I was also jolted by the speed at which most people walked … definitely a sprint.  Oh yes, and then there’s escalator etiquette.  Stay on the right side if you want to stand, and watch the flow of humanity beat you to the destination.  A fellow told me yesterday about climbing a narrow escalator in a Toronto mall, just room for one person at a time.  He had chosen to stay still.  The woman behind would have none of it, apparently.  It must have been an effective body check as she squeezed past him.  (Sigh … and no thanks)

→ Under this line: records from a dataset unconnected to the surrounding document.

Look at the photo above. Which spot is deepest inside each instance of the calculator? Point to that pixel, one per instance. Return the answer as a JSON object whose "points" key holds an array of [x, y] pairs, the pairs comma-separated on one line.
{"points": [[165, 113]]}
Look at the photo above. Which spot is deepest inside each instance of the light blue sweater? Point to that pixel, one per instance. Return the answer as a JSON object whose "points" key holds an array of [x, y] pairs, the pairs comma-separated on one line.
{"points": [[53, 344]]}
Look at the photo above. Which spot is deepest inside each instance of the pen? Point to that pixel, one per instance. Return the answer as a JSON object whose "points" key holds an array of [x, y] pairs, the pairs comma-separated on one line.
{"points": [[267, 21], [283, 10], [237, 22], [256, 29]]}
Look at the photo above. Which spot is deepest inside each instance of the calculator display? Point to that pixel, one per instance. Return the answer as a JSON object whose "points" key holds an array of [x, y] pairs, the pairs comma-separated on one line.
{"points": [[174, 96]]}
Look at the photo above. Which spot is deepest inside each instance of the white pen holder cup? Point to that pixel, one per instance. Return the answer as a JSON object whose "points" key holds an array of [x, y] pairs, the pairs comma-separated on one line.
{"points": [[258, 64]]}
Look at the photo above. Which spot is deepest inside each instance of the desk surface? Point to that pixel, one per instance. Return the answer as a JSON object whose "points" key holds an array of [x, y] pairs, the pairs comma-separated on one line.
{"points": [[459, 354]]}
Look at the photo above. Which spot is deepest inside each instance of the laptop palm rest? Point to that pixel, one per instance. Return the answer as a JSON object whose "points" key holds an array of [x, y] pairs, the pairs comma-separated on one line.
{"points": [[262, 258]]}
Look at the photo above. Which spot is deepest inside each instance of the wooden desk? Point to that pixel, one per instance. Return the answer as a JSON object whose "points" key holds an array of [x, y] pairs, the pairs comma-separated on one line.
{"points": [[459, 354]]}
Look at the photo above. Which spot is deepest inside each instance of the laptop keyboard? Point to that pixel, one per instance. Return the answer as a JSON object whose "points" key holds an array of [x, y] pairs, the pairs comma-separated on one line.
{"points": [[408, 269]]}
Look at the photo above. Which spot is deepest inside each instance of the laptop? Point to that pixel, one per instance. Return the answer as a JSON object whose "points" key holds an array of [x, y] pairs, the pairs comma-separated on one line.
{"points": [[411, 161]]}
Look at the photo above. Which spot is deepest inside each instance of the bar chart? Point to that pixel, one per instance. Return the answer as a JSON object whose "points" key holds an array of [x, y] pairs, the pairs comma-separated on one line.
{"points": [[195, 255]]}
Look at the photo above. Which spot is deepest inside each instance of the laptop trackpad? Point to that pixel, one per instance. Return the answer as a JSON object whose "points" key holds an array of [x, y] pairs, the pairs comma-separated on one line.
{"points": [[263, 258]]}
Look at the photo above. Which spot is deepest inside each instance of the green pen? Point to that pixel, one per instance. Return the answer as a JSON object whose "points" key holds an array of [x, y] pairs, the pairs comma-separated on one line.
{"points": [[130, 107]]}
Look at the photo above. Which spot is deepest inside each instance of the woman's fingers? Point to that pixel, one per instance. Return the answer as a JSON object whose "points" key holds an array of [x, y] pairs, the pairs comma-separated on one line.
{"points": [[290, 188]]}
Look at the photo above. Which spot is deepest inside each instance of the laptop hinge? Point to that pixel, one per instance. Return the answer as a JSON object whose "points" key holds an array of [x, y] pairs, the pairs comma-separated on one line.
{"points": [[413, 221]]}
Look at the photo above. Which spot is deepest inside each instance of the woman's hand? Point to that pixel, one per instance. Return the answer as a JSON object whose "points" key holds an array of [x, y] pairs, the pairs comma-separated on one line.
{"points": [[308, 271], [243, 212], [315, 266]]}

One subway station had two large posters that saddened me:

Don’t want to make eye contact?  Read a subway poster

Thinking of suicide?  There is help.  Let’s talk

My second concert in two days was a pretty loud affair, featuring four brilliant musicians: lead guitar, bass guitar, piano and drums.  I enjoyed seeing them express their craft.  But I wanted more quiet stories about life … my definition of folk music.  The highlight for me was when a woman joined them on stage and sang of a place – Aille, I think – and the love that happened there.  The song and the voice were haunting.  It was far and away the highlight of the concert for me.

I wanted to tell the artist how her performance had moved me.  At the break, I looked for her and saw that she was engaged in conversation with the pianist the whole time.  After the whole shebang was done, I sought her out again.  She was talking at the bar to a woman who had sung a song with the band during the second half.  And they kept talking.  I kept standing in the background.  I wanted to thank the Aille inspirer but I didn’t want to share my appreciation with the other person being there, because that woman’s performance didn’t reach me.  How strange.  I was determined to contribute to the first lady without diminishing the second.  How much of my desired contact was the ego speaking?  I don’t know.  Finally, as they continued chatting, the voice inside me said “Let her go, Bruce.”  So I did.  And off into the night …

Glistening

A light snow covered the world as I woke up this morning.  It clung to the branches and adorned the bushes.  And it had stopped falling.  The day was cloudy, with the soft light bringing all this to a quiet glory.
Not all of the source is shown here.